Check: $f(f^{-1}(x)) = x$. Here: $f\!\left(\dfrac{x+8}{7}\right) = 7 \cdot \dfrac{x+8}{7} – 8 = x + 8 – 8 = x$ ✓
37.
[4 marks]
Supplement
$f(x) = x^2 – 25$ and $g(x) = x + 4$
Solve $fg(x + 1) = gf(x)$.
ANSWER
-
Find $g(x+1)$ by substituting $(x+1)$ into $g$: $$g(x+1) = (x+1) + 4 = x + 5$$
-
Find $fg(x+1) = f(x+5)$ by substituting $(x+5)$ into $f$: $$f(x+5) = (x+5)^2 – 25$$ Expand using $(a+b)^2 = a^2 + 2ab + b^2$: $$(x+5)^2 = x^2 + 2(x)(5) + 5^2 = x^2 + 10x + 25$$ $$\therefore\; fg(x+1) = x^2 + 10x + 25 – 25 = x^2 + 10x$$
-
Find $f(x)$: $$f(x) = x^2 – 25$$
-
Find $gf(x) = g(x^2 – 25)$ by substituting $f(x)$ into $g$: $$g(x^2 – 25) = (x^2 – 25) + 4 = x^2 – 21$$
-
Set $fg(x+1) = gf(x)$: $$x^2 + 10x = x^2 – 21$$
-
Subtract $x^2$ from both sides: $$10x = -21$$
-
Divide by 10: $$x = -\frac{21}{10} = -2.1$$
$x = -2.1$
Check:
$fg(-2.1+1) = f(g(-1.1)) = f(2.9) = 2.9^2 – 25 = 8.41 – 25 = -16.59$.

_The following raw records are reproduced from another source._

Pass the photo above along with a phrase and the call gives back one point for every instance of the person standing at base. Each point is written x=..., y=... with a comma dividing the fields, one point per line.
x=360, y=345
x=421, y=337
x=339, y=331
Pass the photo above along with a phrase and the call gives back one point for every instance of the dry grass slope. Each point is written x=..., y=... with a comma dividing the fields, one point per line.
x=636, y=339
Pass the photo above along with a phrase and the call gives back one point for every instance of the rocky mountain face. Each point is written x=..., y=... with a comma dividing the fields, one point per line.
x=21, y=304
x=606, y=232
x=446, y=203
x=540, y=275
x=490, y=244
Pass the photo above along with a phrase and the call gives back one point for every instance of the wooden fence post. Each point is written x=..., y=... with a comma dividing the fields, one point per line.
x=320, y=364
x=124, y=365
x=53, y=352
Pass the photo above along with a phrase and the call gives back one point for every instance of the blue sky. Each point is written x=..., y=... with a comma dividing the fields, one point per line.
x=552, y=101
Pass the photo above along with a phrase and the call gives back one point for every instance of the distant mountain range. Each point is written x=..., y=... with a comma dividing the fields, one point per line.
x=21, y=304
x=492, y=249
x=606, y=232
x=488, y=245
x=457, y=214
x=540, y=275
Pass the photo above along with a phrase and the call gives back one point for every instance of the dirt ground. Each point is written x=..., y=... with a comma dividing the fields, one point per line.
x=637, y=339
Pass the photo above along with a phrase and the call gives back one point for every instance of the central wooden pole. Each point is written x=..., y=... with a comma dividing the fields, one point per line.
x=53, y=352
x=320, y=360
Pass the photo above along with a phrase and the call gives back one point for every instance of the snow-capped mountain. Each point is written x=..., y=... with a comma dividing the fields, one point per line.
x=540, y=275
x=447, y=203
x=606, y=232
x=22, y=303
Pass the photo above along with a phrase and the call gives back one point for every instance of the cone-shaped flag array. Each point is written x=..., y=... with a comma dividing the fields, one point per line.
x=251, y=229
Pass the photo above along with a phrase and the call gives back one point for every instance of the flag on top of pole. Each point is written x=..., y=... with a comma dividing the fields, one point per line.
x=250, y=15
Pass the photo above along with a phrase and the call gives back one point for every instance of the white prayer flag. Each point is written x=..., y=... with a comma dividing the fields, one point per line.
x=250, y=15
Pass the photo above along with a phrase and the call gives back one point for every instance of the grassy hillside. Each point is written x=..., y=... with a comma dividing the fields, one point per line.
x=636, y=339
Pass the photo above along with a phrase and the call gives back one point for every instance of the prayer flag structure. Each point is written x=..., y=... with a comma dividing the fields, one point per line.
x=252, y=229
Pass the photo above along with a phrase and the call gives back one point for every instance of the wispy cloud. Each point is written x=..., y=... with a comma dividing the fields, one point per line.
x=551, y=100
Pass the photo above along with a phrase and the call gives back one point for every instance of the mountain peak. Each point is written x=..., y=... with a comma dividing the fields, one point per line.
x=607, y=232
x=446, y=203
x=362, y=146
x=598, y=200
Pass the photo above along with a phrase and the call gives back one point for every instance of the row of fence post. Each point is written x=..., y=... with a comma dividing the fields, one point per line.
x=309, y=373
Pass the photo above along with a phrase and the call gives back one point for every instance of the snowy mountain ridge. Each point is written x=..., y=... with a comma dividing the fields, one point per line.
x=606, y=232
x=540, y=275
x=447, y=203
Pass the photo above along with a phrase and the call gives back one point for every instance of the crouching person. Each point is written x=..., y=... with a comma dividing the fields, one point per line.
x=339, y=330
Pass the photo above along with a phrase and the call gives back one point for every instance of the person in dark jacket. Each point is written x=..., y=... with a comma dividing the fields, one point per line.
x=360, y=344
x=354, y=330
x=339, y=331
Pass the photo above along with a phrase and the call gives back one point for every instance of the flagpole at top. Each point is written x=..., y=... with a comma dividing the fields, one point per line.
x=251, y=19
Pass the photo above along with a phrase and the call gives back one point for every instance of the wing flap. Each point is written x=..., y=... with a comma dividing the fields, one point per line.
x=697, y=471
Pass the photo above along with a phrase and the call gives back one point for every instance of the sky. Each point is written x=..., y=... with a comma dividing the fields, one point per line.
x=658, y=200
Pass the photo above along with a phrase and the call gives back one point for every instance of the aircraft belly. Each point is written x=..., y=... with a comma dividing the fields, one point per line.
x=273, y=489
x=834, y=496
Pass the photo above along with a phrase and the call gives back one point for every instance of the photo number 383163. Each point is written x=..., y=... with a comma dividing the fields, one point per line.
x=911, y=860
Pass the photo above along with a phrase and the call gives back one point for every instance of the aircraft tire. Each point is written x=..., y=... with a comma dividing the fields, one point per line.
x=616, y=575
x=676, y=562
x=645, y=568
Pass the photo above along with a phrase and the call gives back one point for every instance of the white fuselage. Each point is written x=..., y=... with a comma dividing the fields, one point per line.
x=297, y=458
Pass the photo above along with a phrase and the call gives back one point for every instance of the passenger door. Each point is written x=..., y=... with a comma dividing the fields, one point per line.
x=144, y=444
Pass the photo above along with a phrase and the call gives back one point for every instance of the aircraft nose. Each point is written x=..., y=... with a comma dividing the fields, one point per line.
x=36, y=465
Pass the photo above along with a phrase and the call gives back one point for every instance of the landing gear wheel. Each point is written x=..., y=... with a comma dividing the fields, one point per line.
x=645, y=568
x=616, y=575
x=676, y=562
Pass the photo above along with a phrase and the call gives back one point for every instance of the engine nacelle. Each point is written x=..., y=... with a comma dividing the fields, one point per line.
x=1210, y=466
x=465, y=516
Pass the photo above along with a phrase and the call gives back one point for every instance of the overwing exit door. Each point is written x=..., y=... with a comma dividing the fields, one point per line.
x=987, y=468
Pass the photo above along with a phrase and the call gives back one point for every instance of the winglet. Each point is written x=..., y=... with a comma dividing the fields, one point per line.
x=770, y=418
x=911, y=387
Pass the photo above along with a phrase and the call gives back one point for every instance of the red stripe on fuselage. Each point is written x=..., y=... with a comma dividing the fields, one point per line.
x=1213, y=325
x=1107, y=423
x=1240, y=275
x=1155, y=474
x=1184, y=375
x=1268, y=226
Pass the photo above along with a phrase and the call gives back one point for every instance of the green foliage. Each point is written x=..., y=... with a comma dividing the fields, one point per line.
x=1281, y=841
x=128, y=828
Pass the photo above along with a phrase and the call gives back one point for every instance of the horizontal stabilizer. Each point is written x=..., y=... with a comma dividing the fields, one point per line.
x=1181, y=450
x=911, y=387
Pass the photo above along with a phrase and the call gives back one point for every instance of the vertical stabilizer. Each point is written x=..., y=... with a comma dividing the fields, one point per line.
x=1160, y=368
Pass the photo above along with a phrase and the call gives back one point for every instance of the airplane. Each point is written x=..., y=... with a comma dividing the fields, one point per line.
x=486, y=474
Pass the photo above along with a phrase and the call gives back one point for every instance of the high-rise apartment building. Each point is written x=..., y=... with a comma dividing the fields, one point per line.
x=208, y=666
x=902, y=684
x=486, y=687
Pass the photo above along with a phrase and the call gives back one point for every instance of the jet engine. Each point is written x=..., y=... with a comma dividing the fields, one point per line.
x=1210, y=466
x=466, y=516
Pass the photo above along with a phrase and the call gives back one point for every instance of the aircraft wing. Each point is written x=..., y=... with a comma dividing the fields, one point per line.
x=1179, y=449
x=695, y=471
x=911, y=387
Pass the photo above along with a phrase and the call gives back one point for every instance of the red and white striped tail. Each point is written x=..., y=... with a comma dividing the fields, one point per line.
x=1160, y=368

$gf(-2.1) = g(-2.1^2 – 25) = g(4.41-25) = g(-20.59) = -20.59 + 4 = -16.59$ ✓
Key idea (E2.13): $fg$ means “first apply $g$, then apply $f$” : $fg(x) = f(g(x))$. Do not confuse with $gf(x) = g(f(x))$.
Key idea (E2.13): $fg$ means “first apply $g$, then apply $f$” : $fg(x) = f(g(x))$. Do not confuse with $gf(x) = g(f(x))$.
38.
[2 marks]
Supplement
$f(x) = 4x + 3$ and $g(x) = 5x – 4$
$fg(x) = 20x + p$
Find the value of $p$.
ANSWER
-
Write $fg(x) = f(g(x))$ — substitute $g(x) = 5x – 4$ into $f$: $$fg(x) = f(5x – 4)$$
-
Apply $f$ — substitute $(5x-4)$ in place of $x$ in $f(x) = 4x + 3$: $$f(5x-4) = 4(5x – 4) + 3$$
-
Expand and simplify: $$= 20x – 16 + 3 = 20x – 13$$
-
Compare with $fg(x) = 20x + p$: $$20x – 13 = 20x + p \implies p = -13$$
$p = -13$
Method (E2.13): For $fg(x)$, replace every $x$ in $f(x)$ with the
expression $g(x)$, then expand fully before comparing coefficients.
Section C — Applied Problem
39.
Supplement
The speed-time graph shows information about a car journey.
(a)
Find the deceleration of the car between 60 and 70 seconds.
ANSWER
(a) Deceleration between 60 s and 70 s
-
Formula: deceleration = magnitude of the gradient of the speed-time graph $$\text{deceleration} = \frac{\Delta v}{\Delta t}$$
-
Read values from graph: speed decreases from $20$ m/s to $0$ m/s; time interval $= 70 – 60 = 10$ s.
-
Substitute: $$\text{deceleration} = \frac{20 – 0}{70 – 60} = \frac{20}{10}$$
-
Calculate: $$\text{deceleration} = 2 \text{ m/s}^2$$
Deceleration $= \mathbf{2}$ m/s2
Key idea (E2.9): On a speed-time graph, deceleration = magnitude of the
(negative) gradient. Use $\dfrac{\Delta v}{\Delta t}$ where $\Delta v$ is the decrease in speed
and $\Delta t$ is the time taken. Quote deceleration as a positive value.